This headline is misleading. The California law requires that the OS store and provide the age bracket. It does not require that any verification take place.
I am not arguing that this is a good idea, but it is simply false that the law requires that Linux 'check kids' IDs before booting'.
The New York law is worse, and should be opposed, but the article only mentions it at the end - and even then, we actually don't know what the verification mechanism would be. I've heard a proposal that "age verification passes" be sold at liqour stores and porno shops, for example, who already seem to do an acceptable job of checking ID without destroying people's privacy.
Be nice to hear Linus' take on it.
> The real problem is this hodgepodge of laws; it's the growth of the surveillance state. From voting rights in the United States, facing Trump's Orwellian-named SAVE America Act, to Ring's doggie tracking system that can also be used to follow people, to Trump booting Anthropic to the side for refusing to allow its AI tools to be used for mass surveillance, privacy is on the decline.
I understand it is popular to pick on the current administration, and there are plenty of rightful reasons to, but let's not forget this has been happening way before either of Trump's terms (see: KYC laws). The only difference between then and now is that current administration has essentially taken a mask-off approach, so we get to see this discussion finally brought up by mainstream media outlets.
I don't think it's unique to America either. It's just the ebb and flow of the envelope of possibilities for central governance as technology and culture changes. FATF has managed to implement KYC worldwide, even in banana Republics at least for the peasant without connections.
I think it’s more that they have no idea that Linux exists, or headless operating systems used on servers and embedded devices. They are trying to legislate based on the experience of having an iPhone.
FOSS (and frankly all systems that don’t use walled garden commercial app stores) should be exempted from this, at a minimum.
Or maybe the likes of MS lobbied for this because it suits them.
If it’s like the Illinois one, all of tech are probably behind them, because these shift age verification away from service providers to a self-reported age bracket at the OS level.

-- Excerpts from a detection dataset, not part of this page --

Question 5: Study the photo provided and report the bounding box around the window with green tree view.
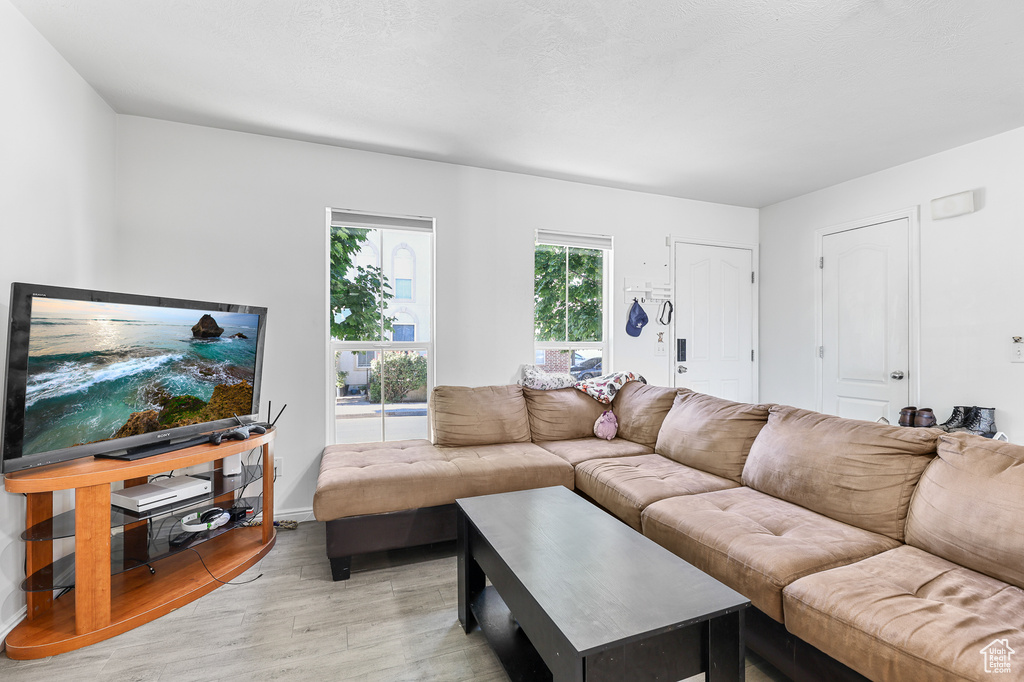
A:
[534,231,611,379]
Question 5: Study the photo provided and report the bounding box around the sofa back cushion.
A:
[611,381,679,447]
[654,392,768,483]
[743,406,941,542]
[522,387,605,442]
[906,433,1024,588]
[429,386,532,445]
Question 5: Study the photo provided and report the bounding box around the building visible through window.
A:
[391,324,416,341]
[328,209,433,442]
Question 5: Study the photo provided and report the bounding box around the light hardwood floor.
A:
[0,522,786,682]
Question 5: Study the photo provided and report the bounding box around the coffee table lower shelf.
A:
[470,586,705,682]
[470,586,551,682]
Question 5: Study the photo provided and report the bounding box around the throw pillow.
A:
[594,410,618,440]
[575,372,647,404]
[517,365,575,391]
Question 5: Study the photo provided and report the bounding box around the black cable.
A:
[185,547,263,585]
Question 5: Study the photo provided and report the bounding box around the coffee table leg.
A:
[458,509,484,633]
[703,610,746,682]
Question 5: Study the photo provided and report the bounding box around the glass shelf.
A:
[22,465,262,542]
[22,496,263,592]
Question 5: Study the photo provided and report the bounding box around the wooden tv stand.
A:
[5,428,276,659]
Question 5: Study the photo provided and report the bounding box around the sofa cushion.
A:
[522,388,605,442]
[313,440,573,521]
[782,546,1024,682]
[575,455,737,530]
[906,433,1024,585]
[654,392,768,482]
[743,406,941,541]
[611,381,679,447]
[537,436,653,466]
[430,386,532,445]
[641,487,899,623]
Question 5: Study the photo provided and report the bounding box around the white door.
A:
[818,218,910,424]
[669,243,756,402]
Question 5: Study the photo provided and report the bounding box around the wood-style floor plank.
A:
[0,522,785,682]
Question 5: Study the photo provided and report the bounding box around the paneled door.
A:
[818,218,910,423]
[669,242,756,402]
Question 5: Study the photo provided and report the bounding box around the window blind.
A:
[537,229,611,250]
[328,209,434,232]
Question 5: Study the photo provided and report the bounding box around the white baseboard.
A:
[0,507,315,651]
[0,605,29,651]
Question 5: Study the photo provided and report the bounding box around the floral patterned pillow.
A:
[517,365,575,391]
[574,372,647,404]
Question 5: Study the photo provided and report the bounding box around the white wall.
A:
[114,117,758,518]
[760,128,1024,442]
[0,0,115,637]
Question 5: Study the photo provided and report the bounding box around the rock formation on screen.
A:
[193,314,224,339]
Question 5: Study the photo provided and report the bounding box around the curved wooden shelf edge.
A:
[4,428,276,493]
[6,526,276,660]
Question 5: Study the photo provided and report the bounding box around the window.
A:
[534,230,611,378]
[392,243,416,301]
[391,323,416,341]
[328,209,433,442]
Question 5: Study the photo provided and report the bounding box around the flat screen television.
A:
[3,283,266,473]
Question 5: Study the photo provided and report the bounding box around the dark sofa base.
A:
[327,504,456,581]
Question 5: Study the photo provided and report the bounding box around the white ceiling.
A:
[12,0,1024,207]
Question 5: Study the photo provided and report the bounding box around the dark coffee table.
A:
[457,486,751,682]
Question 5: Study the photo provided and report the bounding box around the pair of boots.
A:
[899,406,938,426]
[939,404,995,438]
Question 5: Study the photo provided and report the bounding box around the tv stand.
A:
[5,429,276,659]
[93,435,210,462]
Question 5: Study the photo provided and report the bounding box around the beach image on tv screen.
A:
[22,297,259,455]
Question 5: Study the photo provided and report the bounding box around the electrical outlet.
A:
[1010,336,1024,363]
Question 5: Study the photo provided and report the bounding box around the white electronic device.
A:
[111,476,213,512]
[181,507,231,532]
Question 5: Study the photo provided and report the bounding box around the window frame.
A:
[324,207,437,444]
[534,229,614,374]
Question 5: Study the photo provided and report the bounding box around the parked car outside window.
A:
[569,356,602,380]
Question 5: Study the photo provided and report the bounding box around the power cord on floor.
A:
[185,547,263,585]
[246,518,299,530]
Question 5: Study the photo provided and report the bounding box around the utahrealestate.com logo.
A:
[981,639,1016,673]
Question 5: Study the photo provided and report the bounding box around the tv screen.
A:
[3,283,266,472]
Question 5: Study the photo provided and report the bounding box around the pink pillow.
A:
[574,372,647,404]
[594,410,618,440]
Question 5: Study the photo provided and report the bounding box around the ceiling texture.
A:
[12,0,1024,207]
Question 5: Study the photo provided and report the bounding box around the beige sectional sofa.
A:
[313,383,1024,681]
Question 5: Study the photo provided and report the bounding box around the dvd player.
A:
[111,476,213,512]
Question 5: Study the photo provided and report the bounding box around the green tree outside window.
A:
[330,226,395,341]
[534,244,604,342]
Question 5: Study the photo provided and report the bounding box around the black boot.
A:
[956,407,995,438]
[939,404,975,431]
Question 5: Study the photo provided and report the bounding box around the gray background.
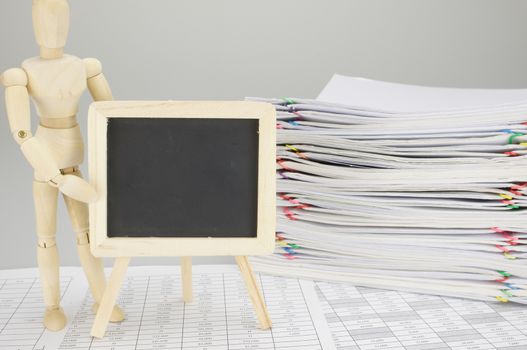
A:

It’s much safer than what some idiotic states are doing (like upload your photo id to services where it gets stolen).
The idea is a parent or guardian is probably setting up a device. They make a user account for their kid and specify a user age. The OS then can supply one of four age brackets to service providers.
We have got to do something about the bad powerful people!

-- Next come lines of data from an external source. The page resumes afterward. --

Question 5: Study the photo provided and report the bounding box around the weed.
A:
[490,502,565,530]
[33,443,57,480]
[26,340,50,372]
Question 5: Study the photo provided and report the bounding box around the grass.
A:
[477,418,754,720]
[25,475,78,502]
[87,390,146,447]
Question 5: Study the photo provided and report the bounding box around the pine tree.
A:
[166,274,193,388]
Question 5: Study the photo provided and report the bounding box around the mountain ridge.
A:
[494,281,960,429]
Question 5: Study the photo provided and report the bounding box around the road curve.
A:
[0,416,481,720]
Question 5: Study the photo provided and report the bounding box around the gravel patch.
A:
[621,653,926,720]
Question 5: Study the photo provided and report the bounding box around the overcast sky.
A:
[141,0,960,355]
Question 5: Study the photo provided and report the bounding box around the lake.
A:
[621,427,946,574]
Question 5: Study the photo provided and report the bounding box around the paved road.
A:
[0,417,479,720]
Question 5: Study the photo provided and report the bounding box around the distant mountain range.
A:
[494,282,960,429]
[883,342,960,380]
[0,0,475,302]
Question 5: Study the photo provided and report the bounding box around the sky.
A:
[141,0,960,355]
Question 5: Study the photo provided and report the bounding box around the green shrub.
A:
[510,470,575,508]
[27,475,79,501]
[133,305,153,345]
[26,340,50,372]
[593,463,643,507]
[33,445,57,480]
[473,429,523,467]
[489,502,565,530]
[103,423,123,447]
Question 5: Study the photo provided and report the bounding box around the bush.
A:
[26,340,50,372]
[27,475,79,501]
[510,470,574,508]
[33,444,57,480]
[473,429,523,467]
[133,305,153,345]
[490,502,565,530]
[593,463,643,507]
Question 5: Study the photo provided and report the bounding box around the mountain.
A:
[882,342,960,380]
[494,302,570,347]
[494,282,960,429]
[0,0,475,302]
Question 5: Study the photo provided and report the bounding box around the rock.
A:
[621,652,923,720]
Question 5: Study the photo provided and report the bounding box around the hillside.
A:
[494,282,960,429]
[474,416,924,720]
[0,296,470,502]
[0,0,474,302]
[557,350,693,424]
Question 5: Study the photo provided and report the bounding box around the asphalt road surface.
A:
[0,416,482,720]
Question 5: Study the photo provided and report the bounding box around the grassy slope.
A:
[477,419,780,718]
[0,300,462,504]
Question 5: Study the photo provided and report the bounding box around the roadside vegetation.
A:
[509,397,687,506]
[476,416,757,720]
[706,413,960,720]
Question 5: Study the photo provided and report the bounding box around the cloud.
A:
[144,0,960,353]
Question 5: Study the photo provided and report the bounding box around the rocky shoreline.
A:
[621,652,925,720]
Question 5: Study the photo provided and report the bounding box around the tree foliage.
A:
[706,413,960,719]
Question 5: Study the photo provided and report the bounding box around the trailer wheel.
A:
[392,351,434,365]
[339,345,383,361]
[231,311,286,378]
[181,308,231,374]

When we are installing docker repositories on my Rockylinux installation on 100 nodes at once, should we need to manually put an age of the person who is running the script somewhere in the process? Will docker be forced to prevent me from downloading its packages if I do not transmit the age in a header?
From the article:
> These laws can, and almost certainly will, get worse. New York's proposed Senate Bill S8102A explicitly forbids self-reporting. The state Attorney General will decide how to enforce it. For example, to use Linux, you might need to submit a driver's license.
There is no limit to the power grab. The only acceptable thing to do is to dig the trenches before it gets worse.

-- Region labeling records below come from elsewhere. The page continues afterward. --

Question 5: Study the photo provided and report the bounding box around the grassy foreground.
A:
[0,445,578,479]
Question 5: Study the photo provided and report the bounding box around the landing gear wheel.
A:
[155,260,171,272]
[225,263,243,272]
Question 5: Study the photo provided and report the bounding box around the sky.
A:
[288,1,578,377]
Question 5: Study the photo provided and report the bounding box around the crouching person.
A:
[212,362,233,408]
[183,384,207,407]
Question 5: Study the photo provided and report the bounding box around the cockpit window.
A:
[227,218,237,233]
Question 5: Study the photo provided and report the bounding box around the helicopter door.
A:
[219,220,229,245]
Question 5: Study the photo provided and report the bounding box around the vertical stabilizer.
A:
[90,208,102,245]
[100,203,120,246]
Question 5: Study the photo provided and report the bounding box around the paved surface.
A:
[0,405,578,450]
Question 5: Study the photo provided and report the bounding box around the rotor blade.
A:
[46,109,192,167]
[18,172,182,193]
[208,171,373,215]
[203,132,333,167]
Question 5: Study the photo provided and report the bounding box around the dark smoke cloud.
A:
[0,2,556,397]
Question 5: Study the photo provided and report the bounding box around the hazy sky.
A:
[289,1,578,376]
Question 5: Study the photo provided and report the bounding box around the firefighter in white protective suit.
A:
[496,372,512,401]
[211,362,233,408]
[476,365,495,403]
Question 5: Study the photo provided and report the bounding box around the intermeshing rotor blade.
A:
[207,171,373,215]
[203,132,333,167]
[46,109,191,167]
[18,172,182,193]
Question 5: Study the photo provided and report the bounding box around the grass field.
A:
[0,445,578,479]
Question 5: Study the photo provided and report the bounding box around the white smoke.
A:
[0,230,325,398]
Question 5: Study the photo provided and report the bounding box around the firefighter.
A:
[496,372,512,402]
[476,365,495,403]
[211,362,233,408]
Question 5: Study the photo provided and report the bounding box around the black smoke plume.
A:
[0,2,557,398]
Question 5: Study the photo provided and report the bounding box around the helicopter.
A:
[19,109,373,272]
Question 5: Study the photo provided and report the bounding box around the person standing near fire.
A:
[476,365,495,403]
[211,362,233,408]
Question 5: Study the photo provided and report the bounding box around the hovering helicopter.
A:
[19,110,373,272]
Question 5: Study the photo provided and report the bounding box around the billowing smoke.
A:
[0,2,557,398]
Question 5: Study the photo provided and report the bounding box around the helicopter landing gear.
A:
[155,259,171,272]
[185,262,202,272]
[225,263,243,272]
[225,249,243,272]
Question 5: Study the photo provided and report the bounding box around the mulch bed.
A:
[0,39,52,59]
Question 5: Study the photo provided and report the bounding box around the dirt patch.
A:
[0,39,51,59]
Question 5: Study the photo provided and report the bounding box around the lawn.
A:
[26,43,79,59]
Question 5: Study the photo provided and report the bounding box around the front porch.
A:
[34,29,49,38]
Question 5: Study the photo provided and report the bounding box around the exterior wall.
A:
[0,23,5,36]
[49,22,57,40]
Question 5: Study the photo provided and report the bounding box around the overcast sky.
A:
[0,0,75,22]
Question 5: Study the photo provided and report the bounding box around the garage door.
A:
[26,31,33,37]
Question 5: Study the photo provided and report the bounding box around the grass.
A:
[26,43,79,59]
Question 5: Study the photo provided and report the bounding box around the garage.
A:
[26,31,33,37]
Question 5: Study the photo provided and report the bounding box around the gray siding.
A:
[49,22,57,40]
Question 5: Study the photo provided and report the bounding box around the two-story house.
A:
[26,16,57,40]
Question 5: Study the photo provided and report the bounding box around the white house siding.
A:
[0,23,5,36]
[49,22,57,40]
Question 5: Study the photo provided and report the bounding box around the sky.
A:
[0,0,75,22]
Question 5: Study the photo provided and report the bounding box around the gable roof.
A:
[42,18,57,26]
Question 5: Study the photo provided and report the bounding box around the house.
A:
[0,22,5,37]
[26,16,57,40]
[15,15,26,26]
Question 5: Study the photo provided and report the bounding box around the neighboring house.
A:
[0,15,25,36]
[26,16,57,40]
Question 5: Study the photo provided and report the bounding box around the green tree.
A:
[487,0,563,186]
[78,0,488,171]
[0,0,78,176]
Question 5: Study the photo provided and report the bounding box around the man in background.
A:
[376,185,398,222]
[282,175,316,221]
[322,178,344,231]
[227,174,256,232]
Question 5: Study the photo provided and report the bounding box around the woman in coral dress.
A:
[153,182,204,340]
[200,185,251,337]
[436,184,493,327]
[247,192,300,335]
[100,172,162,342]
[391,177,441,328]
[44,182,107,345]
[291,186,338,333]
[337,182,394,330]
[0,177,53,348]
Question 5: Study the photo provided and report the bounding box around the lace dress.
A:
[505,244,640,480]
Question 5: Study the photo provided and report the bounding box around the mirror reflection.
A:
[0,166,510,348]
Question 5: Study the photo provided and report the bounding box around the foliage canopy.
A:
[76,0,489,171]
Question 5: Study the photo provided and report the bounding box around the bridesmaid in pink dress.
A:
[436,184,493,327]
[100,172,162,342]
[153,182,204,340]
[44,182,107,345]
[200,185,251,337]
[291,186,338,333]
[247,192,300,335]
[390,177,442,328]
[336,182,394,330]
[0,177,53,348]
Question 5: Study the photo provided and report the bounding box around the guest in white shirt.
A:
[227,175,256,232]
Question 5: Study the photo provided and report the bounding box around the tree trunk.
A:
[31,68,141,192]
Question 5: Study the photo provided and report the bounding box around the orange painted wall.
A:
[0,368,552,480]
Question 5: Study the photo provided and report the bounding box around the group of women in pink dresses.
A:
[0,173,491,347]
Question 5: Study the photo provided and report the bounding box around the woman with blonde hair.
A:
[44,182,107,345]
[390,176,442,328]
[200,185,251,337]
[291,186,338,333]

The trenches will eventually be overwhelmed regardless. Once the government has AI and sensors, it will mandate its ubiquitous use.
For example, all cars manufactured in 2029 and onward will be required to have a built-in alcohol detector / breathalyzer and to shut down and not let you drive if they detect your blood alcohol level is too high: https://www.clear2drive.com/the-pass-act-explained/
And in 2027 — next year — new cars are required to watch where you are looking and alert authorities if you aren’t alert enough: https://www.gadgetreview.com/federal-surveillance-tech-becom...
Sure the headline is misleading.
But anyone from 10 miles away could see what's going to happen next.
Have you heard of the slippery slope? A cornerstone of American political philosophy?
Arguments like this one are why the authoritarian ratchet continues to turn unimpeded over time.